Hey Knime users! I am pretty new to Knime analytics platform and have completed the self-paced basics course. However, I wanted a challenge and tried to tackle this task I found on Kaggle HR Analytics: Job Change of Data Scientists | Kaggle
It feels like i’m going in circles with this task, and now I’m not even sure how to process the data in order to get a good prediction. All the submissions presented in Kaggle are in Python, which I don’t know. If any of you have done a similar workflow, have some tips or trix and would be willing to share I’d be extremely thankful.

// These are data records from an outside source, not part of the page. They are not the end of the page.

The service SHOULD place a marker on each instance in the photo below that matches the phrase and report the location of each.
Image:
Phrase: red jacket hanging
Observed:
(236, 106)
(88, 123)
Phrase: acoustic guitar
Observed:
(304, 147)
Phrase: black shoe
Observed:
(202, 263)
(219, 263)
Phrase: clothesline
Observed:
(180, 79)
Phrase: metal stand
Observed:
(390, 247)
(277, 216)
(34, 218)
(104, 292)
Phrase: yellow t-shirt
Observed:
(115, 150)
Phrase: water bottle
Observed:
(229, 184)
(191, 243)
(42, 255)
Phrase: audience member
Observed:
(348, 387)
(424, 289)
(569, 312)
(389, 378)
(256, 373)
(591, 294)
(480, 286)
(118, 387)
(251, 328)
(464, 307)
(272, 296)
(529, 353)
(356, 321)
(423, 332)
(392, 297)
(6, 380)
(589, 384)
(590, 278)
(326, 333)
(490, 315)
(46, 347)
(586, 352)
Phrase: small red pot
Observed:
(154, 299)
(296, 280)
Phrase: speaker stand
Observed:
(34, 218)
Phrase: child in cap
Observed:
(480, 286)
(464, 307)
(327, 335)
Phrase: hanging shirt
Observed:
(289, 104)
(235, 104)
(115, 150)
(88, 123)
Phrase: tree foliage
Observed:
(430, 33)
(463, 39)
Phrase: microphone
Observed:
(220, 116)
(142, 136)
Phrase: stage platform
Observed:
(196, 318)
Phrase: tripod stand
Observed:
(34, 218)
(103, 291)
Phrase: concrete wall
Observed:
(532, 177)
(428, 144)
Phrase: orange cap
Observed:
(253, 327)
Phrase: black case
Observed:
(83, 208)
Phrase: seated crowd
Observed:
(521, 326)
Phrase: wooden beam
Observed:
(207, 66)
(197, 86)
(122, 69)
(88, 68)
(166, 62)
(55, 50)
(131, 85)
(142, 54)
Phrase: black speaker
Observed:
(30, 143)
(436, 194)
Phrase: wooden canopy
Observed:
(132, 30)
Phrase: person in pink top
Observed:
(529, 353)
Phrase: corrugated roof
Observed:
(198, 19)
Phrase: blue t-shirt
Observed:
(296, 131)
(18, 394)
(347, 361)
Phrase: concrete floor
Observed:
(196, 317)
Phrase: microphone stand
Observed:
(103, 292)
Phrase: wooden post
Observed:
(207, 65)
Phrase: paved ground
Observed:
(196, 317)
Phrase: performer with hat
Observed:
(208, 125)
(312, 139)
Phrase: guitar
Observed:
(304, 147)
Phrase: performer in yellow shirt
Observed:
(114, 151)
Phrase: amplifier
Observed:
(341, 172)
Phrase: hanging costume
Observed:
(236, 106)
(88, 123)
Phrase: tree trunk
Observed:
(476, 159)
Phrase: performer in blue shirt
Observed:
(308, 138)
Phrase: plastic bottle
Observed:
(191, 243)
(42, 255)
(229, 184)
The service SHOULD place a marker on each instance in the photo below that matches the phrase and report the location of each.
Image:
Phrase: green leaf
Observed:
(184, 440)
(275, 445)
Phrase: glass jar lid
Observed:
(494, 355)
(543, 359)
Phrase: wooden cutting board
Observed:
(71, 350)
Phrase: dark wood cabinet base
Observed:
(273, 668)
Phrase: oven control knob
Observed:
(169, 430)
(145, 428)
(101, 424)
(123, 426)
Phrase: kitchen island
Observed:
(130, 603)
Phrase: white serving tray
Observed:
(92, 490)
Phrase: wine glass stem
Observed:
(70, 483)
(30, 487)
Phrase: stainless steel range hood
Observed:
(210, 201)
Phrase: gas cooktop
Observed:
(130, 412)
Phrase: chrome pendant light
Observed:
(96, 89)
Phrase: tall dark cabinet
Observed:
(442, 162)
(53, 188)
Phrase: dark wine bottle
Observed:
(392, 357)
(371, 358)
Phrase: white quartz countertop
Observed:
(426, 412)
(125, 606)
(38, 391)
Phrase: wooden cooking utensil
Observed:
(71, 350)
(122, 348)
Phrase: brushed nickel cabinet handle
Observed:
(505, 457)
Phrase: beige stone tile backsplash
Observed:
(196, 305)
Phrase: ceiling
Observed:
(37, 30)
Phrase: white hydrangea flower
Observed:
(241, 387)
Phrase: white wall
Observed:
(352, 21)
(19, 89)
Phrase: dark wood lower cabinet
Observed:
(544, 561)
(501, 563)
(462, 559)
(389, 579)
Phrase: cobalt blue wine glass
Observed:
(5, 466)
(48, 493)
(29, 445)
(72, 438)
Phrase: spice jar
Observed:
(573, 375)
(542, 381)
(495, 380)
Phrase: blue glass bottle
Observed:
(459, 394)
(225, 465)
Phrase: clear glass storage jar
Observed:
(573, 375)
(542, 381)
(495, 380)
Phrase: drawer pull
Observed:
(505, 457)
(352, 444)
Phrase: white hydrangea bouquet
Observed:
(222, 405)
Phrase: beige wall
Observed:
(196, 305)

Another user recently asked about this same Kaggle challenge, so maybe you are both exploring this for a class assignment? Anyway, here’s a quick and dirty example of how you might start to approach it:
In case this is for an assignment, I leave the node configuration for you to explore. Note that I have made no attempt here to correct for the imbalance of the target class, or correct for high cardinality, or imputed the data in any way as suggested by the Kaggle page - so there is plenty that could be done here to improve performance. But maybe this gives you a starting point, and ideas of what might be possible.
I actually managed to solve this a couple of days ago. I used the SMOTE node to handle the imbalanced data, the domain calculator node to handle the high cardinality and concatenated the two datasets. I did however use the Decision Tree instead of the Random Forest, since the Decision Tree gave me a AUC score of approx 0.87. I will check out how the Random Forest to see the differences. Thanks again!